International Study Evaluating the Safety and Efficacy of Inhaled, Human, Alpha-1 Antitrypsin (AAT) in Alpha-1 Antitrypsin Deficient Patients With Emphysema

This is an interventional treatment trial for Emphysema focused on measuring Pulmonary, Emphysema, Alpha-1 Antitrypsin Deficiency Read More

Principal Inclusion Criteria:

• Diagnosis of emphysema confirmed by CT scan. If a report of past CT scan is not available at site documenting then a CT scan is to be performed at screening
• Male or female patients at least 18 years of age.
• Able and willing to sign an informed consent.
• Patient with record of congenital AAT deficiency of phenotype PiZZ (homozygote) or other rare phenotypes related to AAT deficiency and with AAT serum level ≤ 11 micromole. For patients receiving IV AAT augmentation therapy the serum AAT level threshold does not apply.
• FEV1/SVC <70% of predicted value post bronchodilator (SVC is slow VC) and FEV1 < 80% of predicted value post-bronchodilator
• History of at least two moderate or severe exacerbations that required change in treatment (antibiotics, systemic steroids, hospitalization) in the last 18 months prior to date of screening , with at least one of these occurring within the last 12 months prior to screening.
• Ability to comply with completion of electronic diary.
• Ability to self-administer inhaled AAT.
• No significant abnormalities in serum hematology, serum chemistry and serum inflammatory / immunogenic markers according to the Principal Investigator's judgment, taking into considerations the potential effects of the AAT deficiency.
• No significant abnormalities in urinalysis according to the Principal Investigator's judgment, taking into considerations the potential effects of the AAT deficiency.
• No significant abnormalities in ECG per investigator judgment.
• Negative for HBsAg and for antibodies to HCV, HIV-1.
• AAT deficient patients who are either naïve (not receiving IV augmentation therapy) or AAT deficient patients (receiving IV augmentation therapy), if they have been stable on regular therapy for at least 3 months prior to the screening visit and are willing to continue the same regime throughout this trial. Note that only sites in Germany can recruit patients who are currently being treated with IV AAT.Patients who stopped IV augmentation treatment 6 months prior to screening date and will not re-start this treatment for the course of the study will be considered Naïve.
• Non-pregnant, non-lactating female patients, whose screening pregnancy test is negative and who are using contraceptive methods deemed reliable by the investigator, or who are at least 2 years post-menopausal or surgically sterilized.

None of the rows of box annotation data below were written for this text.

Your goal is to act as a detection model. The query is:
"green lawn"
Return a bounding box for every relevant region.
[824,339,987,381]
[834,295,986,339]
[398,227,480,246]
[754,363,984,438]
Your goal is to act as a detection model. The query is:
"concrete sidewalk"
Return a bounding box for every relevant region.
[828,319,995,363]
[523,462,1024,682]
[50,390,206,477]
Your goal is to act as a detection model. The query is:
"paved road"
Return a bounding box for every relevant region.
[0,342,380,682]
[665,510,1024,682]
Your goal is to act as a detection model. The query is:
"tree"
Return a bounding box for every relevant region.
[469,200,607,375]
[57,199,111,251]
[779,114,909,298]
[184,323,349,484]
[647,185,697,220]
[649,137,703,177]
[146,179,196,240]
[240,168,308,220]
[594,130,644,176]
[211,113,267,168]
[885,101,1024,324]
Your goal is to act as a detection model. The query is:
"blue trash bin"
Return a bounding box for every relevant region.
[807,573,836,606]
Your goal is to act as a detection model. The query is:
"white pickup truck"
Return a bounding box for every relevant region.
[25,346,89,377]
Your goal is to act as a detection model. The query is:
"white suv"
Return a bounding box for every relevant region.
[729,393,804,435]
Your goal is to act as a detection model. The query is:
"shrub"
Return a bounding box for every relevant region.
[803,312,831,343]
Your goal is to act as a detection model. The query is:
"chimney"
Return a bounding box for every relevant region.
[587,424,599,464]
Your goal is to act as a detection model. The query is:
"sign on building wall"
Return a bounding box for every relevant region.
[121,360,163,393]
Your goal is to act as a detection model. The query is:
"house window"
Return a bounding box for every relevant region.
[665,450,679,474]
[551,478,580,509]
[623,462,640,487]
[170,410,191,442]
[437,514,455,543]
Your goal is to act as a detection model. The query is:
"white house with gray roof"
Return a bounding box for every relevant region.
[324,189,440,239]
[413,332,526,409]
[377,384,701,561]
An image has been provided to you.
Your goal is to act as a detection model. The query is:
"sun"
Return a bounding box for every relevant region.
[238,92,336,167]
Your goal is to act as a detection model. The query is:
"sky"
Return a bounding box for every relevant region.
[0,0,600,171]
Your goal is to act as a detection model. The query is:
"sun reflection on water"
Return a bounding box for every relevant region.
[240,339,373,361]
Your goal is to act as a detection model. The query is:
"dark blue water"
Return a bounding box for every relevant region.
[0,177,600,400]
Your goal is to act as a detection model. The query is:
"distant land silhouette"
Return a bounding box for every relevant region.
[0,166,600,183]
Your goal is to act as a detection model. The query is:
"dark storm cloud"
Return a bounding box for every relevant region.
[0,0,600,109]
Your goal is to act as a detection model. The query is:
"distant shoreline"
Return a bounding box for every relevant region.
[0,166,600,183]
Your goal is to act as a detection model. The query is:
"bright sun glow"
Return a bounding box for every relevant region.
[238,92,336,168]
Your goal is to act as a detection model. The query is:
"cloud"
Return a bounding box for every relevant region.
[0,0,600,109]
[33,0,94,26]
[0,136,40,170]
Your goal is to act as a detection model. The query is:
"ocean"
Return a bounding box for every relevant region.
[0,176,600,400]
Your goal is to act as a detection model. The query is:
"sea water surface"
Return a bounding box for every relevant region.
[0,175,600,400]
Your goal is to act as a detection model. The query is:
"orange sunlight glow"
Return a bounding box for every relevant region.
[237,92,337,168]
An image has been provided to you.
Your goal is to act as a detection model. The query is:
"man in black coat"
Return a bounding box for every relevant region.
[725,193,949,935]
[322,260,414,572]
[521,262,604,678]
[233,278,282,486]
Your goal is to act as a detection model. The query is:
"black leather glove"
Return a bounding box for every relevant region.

Principal Exclusion Criteria:

• FEV1 >= 80% or FEV1 < 20% of predicted value post-bronchodilator.
• FEV1/SVC>=70%
• History of lung transplant.
• Any lung surgery within the past two years.
• On any thoracic surgery waiting list.
• End of last exacerbation less than 6 weeks prior to screening/re-screening visit.
• Clinically significant intercurrent illnesses (except for respiratory or liver disease secondary to AAT deficiency), including: cardiac, hepatic, renal, endocrine, neurological, hematological, neoplastic, immunological, skeletal or other) that in the opinion of the investigator, could interfere with the safety, compliance or other aspects of this study. Patients with well-controlled, chronic diseases could possibly be included after consultation with the treating physician and the sponsor.
• Active smoking during the last 12 months from screening date.
• Pregnancy or lactation.
• Woman of child-bearing potential not taking adequate contraception deemed reliable by the investigator.
• Presence of psychiatric/ mental disorder or any other medical disorder which might impair the patient's ability to give informed consent or to comply with the requirements of the study protocol.
• Evidence of ongoing viral infection with HCV, HBV and/or HIV.
• Evidence of alcohol abuse or history of alcohol abuse or illegal and/or legally prescribed drugs.
• IgA Deficiency
• History of life threatening allergy, anaphylactic reaction, or systemic response to human plasma derived products.
• Participation in another clinical trial within 30 days prior to baseline visit.
• Inability to attend scheduled clinic visits and/or comply with the study protocol.
• Any other factor that, in the opinion of the investigator, would prevent the patient from complying with the requirements of the protocol.